Milli ara nedeniyle lige 2 hafta verilmişti. Şehir bu maçla yattı kalktı. Lokantada, fırında, çay ocaklarında, tüm ülkede Trabzonspor-Fenerbahçe maçı konuşuldu. 1. ile 2.’nin maçıydı. Beşiktaş da 3 puan kaybedince 9 puanlık maç oldu Fenerbahçe maçı. Hep geliyorduk geliyorduk, önümüze gelen bu şansları değerlendiremiyorduk. Bu sefer öyle olmadı. Maç bizim için 3.dakikada yediğimiz golle başladı.
Şok olduk, ardından kırmızı kart ve üstüne çilingirimiz Bakasetas'ın frikiği ile ballı kaymaklı lokum oldu.

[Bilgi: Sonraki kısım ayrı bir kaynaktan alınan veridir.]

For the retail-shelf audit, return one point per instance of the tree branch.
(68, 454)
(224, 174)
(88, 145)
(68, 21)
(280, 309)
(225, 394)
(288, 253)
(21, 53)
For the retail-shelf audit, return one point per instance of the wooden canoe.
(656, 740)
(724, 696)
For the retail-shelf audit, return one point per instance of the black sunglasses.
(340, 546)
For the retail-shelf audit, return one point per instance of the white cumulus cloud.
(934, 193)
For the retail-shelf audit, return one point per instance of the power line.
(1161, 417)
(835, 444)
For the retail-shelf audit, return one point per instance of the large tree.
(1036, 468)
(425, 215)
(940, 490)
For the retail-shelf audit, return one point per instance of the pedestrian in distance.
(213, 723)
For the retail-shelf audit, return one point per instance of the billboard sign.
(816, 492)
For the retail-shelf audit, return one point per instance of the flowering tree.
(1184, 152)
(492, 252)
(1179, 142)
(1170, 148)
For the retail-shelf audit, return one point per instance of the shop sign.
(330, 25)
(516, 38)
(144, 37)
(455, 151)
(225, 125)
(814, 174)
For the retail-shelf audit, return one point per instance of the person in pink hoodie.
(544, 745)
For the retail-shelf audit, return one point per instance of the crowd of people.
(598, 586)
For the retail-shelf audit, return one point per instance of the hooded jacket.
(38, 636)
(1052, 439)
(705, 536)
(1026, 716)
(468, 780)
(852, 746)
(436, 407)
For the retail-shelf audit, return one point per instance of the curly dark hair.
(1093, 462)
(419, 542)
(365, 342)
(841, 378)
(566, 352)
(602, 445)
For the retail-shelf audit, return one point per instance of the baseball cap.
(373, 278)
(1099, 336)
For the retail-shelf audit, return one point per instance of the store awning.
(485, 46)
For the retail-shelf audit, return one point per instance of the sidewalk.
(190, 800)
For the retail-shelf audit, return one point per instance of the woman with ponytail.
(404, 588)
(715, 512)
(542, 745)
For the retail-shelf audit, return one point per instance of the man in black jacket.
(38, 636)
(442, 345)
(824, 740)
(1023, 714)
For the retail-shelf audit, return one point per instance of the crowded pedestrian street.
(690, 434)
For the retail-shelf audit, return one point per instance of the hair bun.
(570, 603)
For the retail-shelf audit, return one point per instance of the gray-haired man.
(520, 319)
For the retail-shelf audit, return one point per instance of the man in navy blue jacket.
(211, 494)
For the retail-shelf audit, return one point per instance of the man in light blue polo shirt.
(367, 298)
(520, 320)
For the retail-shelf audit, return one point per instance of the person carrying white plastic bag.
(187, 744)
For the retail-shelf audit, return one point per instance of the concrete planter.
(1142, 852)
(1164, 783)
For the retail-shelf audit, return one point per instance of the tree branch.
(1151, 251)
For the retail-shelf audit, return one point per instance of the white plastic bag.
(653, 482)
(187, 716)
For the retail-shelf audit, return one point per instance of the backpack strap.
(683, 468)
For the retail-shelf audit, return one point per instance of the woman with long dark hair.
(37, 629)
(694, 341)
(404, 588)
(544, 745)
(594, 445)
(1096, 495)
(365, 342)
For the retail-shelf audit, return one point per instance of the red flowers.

Maç 1-1 olunca Trabzonspor oyun kurmakta, pozisyon bulmakta zorlandı. Bunun en önemli sebebi rakibin komple yarı alanında kalması, oyunu sıkıştırıp, futbolcularımıza baskı uygulamasıydı. Bu ta ki gole kadar devam etti. O bölüme kadar Gervinho, Berat ve bir çok oyuncumuz istenileni veremedi.
Oyuna sonradan giren oyuncularımız Yusuf, Cornelius, Siopis, Trondsen ve Dorukhan müdahaleleri doğruydu. Özellikle sırtı dönük oynamayı çok iyi bilen Cornelius tam isabet. Bence maçı Yusuf'la beraber o aldı. Takımımız rakibin on kişi kalacağına çalışmamış, normaldir. Fenerbahçe maçı ve ilk defa hakem kusursuz maç yönetti. Hiç olmayan şeyler oldu. Rakip kırmızı görecek ve Trabzonspor'a penaltı verilecek. Zor... Sanırım bu maçı seyredenler Uğurcan- Altay karşılaştırmasını daha yapmazlar. Bu sezon bileği bükülmeyen Trabzonspor namağlup hak ettiği liderlik koltuğuna oturdu. Şehir hüsrana uğramadı. Morallendi. Mutluluk hiçbir şehre bu kadar yakışmadı. Dışardan gelen taraftarımız sevinçle haftasına başlayacak. Bizler ise yeni hayaller kuracağız... Bordo Mavi hayaller.